One commonly overlooked aspect of a mergers and acquisitions (M&A) transaction is determining the tax impact on the seller. Without proper tax planning during the early stages of the transaction, you may end up hitting a home run in terms of sale price — only to give away much more than necessary to Uncle Sam.
We highly recommend that anyone looking to sell their business use an intermediary firm with a CPA (or even better, multiple CPAs) on staff so that a potential sale transaction can be negotiated from inception. Focusing on an optimal tax structure should be in the forefront, not relegated to a last-minute detail. It may be too late by then to make any material structural changes.

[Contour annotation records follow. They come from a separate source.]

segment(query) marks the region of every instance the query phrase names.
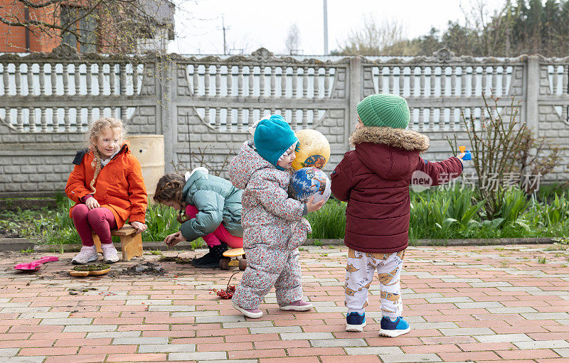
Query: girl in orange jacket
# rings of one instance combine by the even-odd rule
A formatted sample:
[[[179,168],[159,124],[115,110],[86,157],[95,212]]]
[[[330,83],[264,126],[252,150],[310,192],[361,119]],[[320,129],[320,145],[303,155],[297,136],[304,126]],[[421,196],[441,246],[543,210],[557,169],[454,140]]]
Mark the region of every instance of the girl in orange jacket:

Proper tax planning as it relates to the sale of a business depends upon several factors, but the most important is how the seller is set up in terms of legal entity type. A C corporation (C Corp) can be challenging, because of a double tax concern, but there are solutions to substantially reduce such adverse consequences. Even if the seller is a pass-through entity, such as an S corporation (S Corp) or limited liability corporation (LLC), the difference between ordinary marginal income tax rates vs. long-term capital gain rates of almost 20 percent can provide opportunities to properly plan for greater after-tax proceeds.
If you want to minimize the tax bite, do your tax planning in conjunction with the negotiation of deal terms — not after the deal has closed.